In another embodiment of the present invention, the geometric shape of the substrate (4) is changed to form substrates with concave spherical (5) and/or ellipsoidal (6) form. In this application of the present invention, the lights coming from the red and blue light sources in the dissolved oxygen probe are applied to the substrates with concave spherical (5) and/or ellipsoidal (6) geometric form, which are specific to the present invention, instead of the substrate (4) located at the end of the sensor cap (3) in the state of the art. Thus, since the light beams are applied to a wider area, the amplitude of the obtained light increases. Besides, the photodiode in the dissolved oxygen probe is placed at the focal point of the spherical or ellipsoid optical system. Thus, all of the light obtained is collected in the photodiode detector and the amount of light obtained in the photodiode increases. As the added benefit of this solution; since LED light sources can be driven at lower currents, the lifetime of these sources increases. Light sources do not heat up and do not cause temperature problems. Images of different coating substrates are shown in Figure 3. The substrate (4) in Figure 2 refers to the substrate available in the state of the art, the concave spherical substrate (5) and/or the ellipsoidal substrate (6) refer to the substrates in this application of the present invention. A concave spherical substrate (5) and/or an ellipsoidal substrate (6) is created by physically changing the shape of the substrate (4) at the end of the sensor cap (3) in this application of the present invention. The coating methods applied on the substrate (4) shown in Figure 4 and Figure 5 can be applied in the same shape and proportions on the concave spherical (5) and/or ellipsoidal (6) geometric forms of the substrates which are specific to the present invention.
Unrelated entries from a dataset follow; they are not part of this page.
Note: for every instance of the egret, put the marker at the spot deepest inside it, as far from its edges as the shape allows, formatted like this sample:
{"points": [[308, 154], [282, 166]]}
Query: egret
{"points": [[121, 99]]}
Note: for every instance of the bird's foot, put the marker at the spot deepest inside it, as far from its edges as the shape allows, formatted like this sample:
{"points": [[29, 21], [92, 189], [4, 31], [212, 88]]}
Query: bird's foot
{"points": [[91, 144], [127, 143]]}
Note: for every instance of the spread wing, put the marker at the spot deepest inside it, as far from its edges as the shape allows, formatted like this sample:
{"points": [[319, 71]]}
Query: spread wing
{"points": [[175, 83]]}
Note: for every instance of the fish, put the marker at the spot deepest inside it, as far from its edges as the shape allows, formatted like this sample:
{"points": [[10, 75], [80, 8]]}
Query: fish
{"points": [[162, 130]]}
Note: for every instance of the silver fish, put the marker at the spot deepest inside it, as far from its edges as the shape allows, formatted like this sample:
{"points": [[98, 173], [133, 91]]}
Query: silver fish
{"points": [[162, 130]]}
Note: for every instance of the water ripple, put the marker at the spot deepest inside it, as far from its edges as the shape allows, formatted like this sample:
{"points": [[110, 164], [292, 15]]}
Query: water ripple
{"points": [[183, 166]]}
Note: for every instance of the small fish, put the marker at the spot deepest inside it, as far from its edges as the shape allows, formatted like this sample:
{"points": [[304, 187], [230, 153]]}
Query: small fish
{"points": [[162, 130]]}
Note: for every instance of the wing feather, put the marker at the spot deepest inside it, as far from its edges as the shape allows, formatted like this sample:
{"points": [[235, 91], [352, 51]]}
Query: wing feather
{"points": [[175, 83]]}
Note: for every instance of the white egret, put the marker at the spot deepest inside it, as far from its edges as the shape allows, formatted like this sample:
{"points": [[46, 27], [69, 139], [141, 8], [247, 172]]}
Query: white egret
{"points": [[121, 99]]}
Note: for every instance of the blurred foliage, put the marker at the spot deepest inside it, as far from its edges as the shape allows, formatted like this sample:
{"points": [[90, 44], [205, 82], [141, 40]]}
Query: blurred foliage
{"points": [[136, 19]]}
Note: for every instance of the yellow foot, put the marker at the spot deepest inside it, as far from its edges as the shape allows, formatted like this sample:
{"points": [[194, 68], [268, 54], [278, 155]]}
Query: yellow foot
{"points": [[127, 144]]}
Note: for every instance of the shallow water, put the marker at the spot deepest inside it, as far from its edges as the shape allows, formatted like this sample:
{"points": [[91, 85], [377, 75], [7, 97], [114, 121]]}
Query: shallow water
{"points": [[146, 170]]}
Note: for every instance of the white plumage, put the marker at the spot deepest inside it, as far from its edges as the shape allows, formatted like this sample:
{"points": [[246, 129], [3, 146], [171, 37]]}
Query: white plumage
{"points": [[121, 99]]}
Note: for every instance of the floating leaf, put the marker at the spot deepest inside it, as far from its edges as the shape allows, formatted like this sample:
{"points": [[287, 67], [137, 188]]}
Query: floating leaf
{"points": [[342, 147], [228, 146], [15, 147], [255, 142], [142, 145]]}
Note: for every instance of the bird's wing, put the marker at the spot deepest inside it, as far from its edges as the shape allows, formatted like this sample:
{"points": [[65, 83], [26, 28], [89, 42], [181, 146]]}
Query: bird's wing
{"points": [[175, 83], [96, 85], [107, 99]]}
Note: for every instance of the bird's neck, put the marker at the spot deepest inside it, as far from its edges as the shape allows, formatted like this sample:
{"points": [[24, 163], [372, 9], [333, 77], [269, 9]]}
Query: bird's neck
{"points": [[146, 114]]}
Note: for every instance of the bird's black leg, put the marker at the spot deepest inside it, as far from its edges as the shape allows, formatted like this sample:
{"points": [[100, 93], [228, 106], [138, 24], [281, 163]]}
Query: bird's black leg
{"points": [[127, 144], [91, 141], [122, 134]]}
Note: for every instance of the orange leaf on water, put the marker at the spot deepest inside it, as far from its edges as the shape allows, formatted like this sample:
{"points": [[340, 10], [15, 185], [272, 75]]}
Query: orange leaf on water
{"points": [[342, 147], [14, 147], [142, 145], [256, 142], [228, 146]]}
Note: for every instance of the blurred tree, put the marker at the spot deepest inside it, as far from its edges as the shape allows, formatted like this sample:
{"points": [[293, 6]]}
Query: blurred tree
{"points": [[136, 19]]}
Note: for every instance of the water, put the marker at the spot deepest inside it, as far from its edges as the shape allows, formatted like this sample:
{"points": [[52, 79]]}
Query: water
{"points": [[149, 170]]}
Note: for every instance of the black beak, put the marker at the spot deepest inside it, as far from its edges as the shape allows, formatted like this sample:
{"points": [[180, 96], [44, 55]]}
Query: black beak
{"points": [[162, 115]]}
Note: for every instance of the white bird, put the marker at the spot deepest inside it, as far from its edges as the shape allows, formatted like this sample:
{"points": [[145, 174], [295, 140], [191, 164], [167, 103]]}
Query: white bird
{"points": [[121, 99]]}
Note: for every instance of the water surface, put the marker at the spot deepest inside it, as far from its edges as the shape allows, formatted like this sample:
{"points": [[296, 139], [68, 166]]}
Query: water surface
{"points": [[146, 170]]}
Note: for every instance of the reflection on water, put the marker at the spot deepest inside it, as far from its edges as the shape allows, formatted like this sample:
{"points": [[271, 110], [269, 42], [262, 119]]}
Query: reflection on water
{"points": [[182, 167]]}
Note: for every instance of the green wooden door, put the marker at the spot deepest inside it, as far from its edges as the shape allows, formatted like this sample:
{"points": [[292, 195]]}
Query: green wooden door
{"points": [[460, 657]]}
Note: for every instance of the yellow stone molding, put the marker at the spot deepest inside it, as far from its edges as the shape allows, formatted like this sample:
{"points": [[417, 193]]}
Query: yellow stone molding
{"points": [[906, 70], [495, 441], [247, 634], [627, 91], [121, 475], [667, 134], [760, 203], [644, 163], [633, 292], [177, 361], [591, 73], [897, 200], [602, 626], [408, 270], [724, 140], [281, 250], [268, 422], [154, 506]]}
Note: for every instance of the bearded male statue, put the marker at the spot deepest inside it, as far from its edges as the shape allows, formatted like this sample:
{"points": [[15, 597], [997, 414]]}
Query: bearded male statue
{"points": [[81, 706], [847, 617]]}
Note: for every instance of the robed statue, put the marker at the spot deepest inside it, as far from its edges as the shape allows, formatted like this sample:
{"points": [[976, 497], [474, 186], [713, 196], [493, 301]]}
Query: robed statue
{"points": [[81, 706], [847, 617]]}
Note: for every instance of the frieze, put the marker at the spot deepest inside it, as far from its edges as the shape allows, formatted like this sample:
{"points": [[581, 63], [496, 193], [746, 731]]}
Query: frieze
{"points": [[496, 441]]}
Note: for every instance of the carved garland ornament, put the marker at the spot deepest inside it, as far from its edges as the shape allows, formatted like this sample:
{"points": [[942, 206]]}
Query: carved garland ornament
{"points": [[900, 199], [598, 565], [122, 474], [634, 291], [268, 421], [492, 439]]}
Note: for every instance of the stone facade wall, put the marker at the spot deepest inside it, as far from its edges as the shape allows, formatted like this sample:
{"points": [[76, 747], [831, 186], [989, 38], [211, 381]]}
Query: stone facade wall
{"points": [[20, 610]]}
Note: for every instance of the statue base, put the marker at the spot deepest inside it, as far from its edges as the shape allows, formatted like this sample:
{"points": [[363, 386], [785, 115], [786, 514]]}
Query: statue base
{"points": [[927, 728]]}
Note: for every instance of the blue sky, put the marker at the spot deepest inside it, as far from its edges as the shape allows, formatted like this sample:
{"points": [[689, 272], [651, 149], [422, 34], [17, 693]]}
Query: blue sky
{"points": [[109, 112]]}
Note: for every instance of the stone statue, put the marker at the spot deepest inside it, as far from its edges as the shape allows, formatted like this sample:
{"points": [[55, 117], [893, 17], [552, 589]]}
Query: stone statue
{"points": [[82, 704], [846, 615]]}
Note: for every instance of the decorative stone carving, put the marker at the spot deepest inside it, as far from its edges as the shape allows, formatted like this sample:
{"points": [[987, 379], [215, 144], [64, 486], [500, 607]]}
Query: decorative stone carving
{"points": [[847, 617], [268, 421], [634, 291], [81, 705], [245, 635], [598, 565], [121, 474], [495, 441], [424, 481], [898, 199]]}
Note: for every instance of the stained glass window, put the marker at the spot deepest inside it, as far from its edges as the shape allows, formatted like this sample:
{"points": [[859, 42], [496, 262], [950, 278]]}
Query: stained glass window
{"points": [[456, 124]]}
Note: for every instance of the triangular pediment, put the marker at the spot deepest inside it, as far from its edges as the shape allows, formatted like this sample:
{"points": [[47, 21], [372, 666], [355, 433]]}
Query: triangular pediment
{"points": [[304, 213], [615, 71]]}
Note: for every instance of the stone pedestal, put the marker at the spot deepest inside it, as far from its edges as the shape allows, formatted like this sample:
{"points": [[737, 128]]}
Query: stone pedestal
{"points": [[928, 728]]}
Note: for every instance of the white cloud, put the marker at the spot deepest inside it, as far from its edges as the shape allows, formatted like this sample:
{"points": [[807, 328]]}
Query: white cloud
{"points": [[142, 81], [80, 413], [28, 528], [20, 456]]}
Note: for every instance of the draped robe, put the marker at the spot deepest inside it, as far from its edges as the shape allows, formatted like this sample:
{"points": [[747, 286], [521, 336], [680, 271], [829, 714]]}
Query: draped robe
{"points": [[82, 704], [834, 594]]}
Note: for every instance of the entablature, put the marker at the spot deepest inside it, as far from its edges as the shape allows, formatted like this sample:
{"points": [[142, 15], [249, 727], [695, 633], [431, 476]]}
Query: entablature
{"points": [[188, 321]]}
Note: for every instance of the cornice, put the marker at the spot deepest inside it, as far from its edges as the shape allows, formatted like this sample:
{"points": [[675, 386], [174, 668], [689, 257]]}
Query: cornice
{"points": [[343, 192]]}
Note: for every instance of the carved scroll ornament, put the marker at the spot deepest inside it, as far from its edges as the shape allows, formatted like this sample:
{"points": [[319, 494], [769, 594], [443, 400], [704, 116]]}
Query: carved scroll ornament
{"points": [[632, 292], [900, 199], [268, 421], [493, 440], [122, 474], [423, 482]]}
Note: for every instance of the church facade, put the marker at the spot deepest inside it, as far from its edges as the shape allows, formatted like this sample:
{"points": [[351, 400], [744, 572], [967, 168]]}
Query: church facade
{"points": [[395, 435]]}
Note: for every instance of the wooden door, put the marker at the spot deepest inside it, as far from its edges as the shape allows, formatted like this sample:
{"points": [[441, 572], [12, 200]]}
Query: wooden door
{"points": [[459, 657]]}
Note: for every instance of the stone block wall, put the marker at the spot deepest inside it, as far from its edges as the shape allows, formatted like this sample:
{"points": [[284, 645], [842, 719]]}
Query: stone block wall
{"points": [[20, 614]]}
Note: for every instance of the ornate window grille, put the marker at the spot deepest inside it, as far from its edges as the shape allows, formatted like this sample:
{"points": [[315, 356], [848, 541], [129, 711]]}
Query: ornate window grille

Industrial Applicability of the Invention

In activated sludge tanks in biological wastewater treatment applications; the dissolved oxygen concentration is one of the most important parameters and must be measured continuously.

In wastewater treatment plants, approximately 50% of the energy costs are used in the aeration process of activated sludge. For biological wastewater treatment processes, oxygen transfer is often optimized in the aeration tank in order to reduce energy demand along with control and regulation strategies. Oxygen measurement must be exact and precise in general automation design. Therefore, continuous measurement of the oxygen concentration in the activated sludge is also economically essential.

The optimum amount of dissolved oxygen required for the survival of fishes in fish farms is 5-6 mg/L, and oxygen must be provided regularly to avoid fish losses. For this reason, it is necessary to measure the dissolved oxygen concentration continuously and intervene when necessary. Luminescent dissolved oxygen probes are also used in these farms, allowing fish production to continue in a healthy way. The method of the present invention improves the measurement quality of dissolved oxygen measurements in these areas.